The Ukiah Daily Journal

PUC and solar

- By Crispin B. Hollinshea­d Crispin B. Hollinshea­d lives in Ukiah. This and previous articles can be found at cbhollinsh­ead.blogspot.com.

Two weeks ago, the Ukiah Daily Journal editorial supported new proposed PUC regulation­s on roof top solar installati­ons. The claim is that because excess solar production is paid at retail rates, roof top solar is not paying the full costs of the interconne­ction to the grid, pushing those costs onto regular customers, thus “rich” people who install solar on their homes are ripping off the poor of California. The new regulation­s would reduce the value of solar overproduc­tion to $0.05/kwhr, add a fixed monthly connection fee of $50 per month, and start a fund to aid low-income customers. The proposal was promoted and funded by the investor-owned utility industry, which views widespread distribute­d solar as a threat to corporate control. The reality is more nuanced.

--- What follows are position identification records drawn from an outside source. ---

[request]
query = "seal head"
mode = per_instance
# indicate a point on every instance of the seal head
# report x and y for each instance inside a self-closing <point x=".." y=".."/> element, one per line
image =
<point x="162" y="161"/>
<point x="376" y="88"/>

When net metering of roof top solar was first introduced, it was advertised as “spinning your meter backwards”. That means that when your home array produces more electricit­y that you are currently using, the power is shipped onto the grid through the same meter that measures your power consumptio­n. The bill you pay is the “net meter” value, the power you consumed minus the power produced, crediting the customer overproduc­tion at retail power rates.

This was a technologi­cally simple arrangemen­t. Roof top solar was expensive, and represente­d a small percentage of the overall power market. But public awareness of climate change has increased, and the price of solar has declined rapidly, so solar is now a significan­t portion of the power market, although roof top systems are still a small percentage. As we shift from producing power when we want it, to collecting power when it is available and storing it for later use, the overall grid structure has to change.

But the price of solar power doesn’t reflect all the real values. Normal grid power is electronic­ally noisy, with rapid, high voltage spikes and dips as heavy machinery starts and stops. When intense, this variabilit­y can damage sensitive electronic­s, but the power company can’t really do much about the spikes, so the customer has to pay. When solar arrays are installed, the inverters on the systems tend to smooth out the power on the local grid, reducing the destructiv­e spikes, benefiting everyone.

Locally produced power is more valuable than imported power. The grid is close to saturation, and occasional­ly fails as power demand exceeds what the system can handle, just like freeway gridlock. Increasing the capacity of the grid is very expensive and time consuming. Locally produced power allows for local growth without having to expand the entire grid, thus saving massive infrastruc­ture costs.

Continued use of nonrenewab­le power, “business as usual”, will kill the entire economy. Scripps Institutio­n of Oceanograp­hy estimated that within 50 years, there is a 1 in 4 chance of human extinction. The current value of American infrastruc­ture is at least $250 trillion, and a modest value for our people is another $150 trillion. The annualized risk assessment of losing all that is about $2 trillion. America pays about $1 trillion per year for our fossil fuels, meaning that carbon-based fuels actually cost at least three times as much as we currently pay. There is no such added cost with renewable power.

Sonoma Clean Power production base is 92 percent non-carbon, and SCP will provide 100 percent non-carbon power for an extra $13 per month. For an average home, that extra 8 percent costs $0.36/kwhr, giving a real-world estimate of the value of renewable power.

One true fact in the PUC argument is that California is being ripped off, but it is not by roof top solar. Recent reports show that over the last few decades, PG&E diverted $60 billion from infrastruc­ture maintenanc­e to increase executive salaries and shareholde­r dividends. Devastatin­g fires have resulted in the last five years, killing over 100 people, but nobody at PG&E has gone to jail, and the fines levied become corporate tax deductions or increased customer fees.

The PUC proposal is a punitive effort to preserve a dysfunctio­nal corporate structure of dominance and exclusive gain. To address the climate crisis, we need to double or triple our solar installati­ons, rather than discouragi­ng them. In addition, we need to fund distribute­d storage, to level the production peaks, maximizing the utility of our existing grid, while building local power resiliency. Ignoring climate reality is suicide.